包帯の巻かれた感覚の乏しい手で、ゼフィラス様の髪を撫でて背中を撫でる。
唇が重なる。そっと触れて、離れていく。
「ごめんなさい、ゼフィラス様……私もあなたのそばにいたい。ずっといたいと、女神様に願ったのに。離れようと、考えました。でも、私は……やっぱり足りなくて。きっとゼフィラス様に、迷惑をかけてしまう」
「足りている人間など、いないよ、リーシャ。私も同じだ。見ただろう、私はゲイルに叱られた。アルゼウスも仕事中に居眠りをすると言っていただろう? 古の王妃たちは嫉妬心から子を殺し、神官長は──あの記録書には書かれていなかったようだが、己の娘を王に嫁がせている。権力が欲しかったのだろう」
「……そうなのでしょうか」
「あぁ、きっと。皆、足りない。私もだ。私は、一人では足りない。一人では足りないから、君が必要だ。私が君を愛していて、君が私を愛してくれている。これ以外に、大切なことなどありはしない」
「ゼフィラス様……ありがとうございます。いつも、私は……あなたに救われてばかりです」
「それは私も同じだ。私は君を離さない。……離すことは、できない」
「……はい。……離さないで、いてください。私でよければ、ずっと」
「あぁ。リーシャ……外のことは、考えなくていい。今は傷を治すことに専念しよう。何か食べようか、その後、痛み止めを飲もう。今はまだ薬が効いているが、効果が切れたら、激しく痛むはずだ」
「はい」
新しく流れてくる涙をゼフィラス様は指先で拭う。
それから「名残惜しいな、ずっと、抱きしめていたい」と、眉を寄せて本当に苦しそうに言って、私から離れた。
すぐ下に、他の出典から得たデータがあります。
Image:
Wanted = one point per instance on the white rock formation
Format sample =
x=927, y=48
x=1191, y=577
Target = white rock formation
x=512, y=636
「少し待っていてくれるか? 食事と薬を持ってくる。君は動かないで、そのまま寝ていてくれ」
「ゼフィラス様、怪我をしているのは両手だけです。もう、起きることはできます」
「駄目だ。皮膚が爛れて、菌が入れば発熱する。せめて傷がもう少し癒えるまでは、動いてはいけない」
「ですが」
「言うことを聞いてくれ、リーシャ。君をベッドに繋ぐような真似はしたくない」
「は、はい」
確かに、熱にうなされて暴れるような患者を診療所では一時的にベッドから落ちて怪我をしないように、傷に障らないように、ベッドに繋ぐことがある。
体に残った破片を取り除く時などもそう。
私は暴れたいわけじゃないので、素直に頷いた。
ゼフィラス様は微笑むと「待っていてくれ」と私を撫でて、部屋から出ていった。
一人残された部屋で私は両手を顔の前に持ってくる。
綺麗に包帯が巻かれている。
外がどうなっているのか心配だし、ゼフィラス様に迷惑をかけたくないと思うけれど──でも、私も、嬉しいと思ってしまっている。
この静かな部屋が。誰もいない場所が。
目を閉じる。
胸に、手を当てた。
呼吸のたびに、自分の胸が上下する。心臓が動いている。
もう少しで、私の魂は食べられて、あの魔物の中に閉じ込められるところだった。
セイレーンの時もそう。酒場で助けてもらった時もそう。
本当に、いつも助けられている。
そのたくましい背中に、その大きな手に。
ゼフィラス様の隣に胸を張っていられるように、頑張らなくてはと思っていたのに。
私はすぐに、諦めようとしてしまう。
もっと、変わらなくてはいけない。ゼフィラス様が私を、望んでくださったのだから。
「ゼフィラス様、ゼス様、ゼフィラス様……好きです」
小さな声で呟くと、その言葉が、熱が、感情が、体に染み渡っていくみたいだ。
「……大好き」
何かが転がる音が大きく響いた。
驚いて視線を向けると、いつの間にか部屋に戻ってきていたゼフィラス様が水差しをひっくり返していた。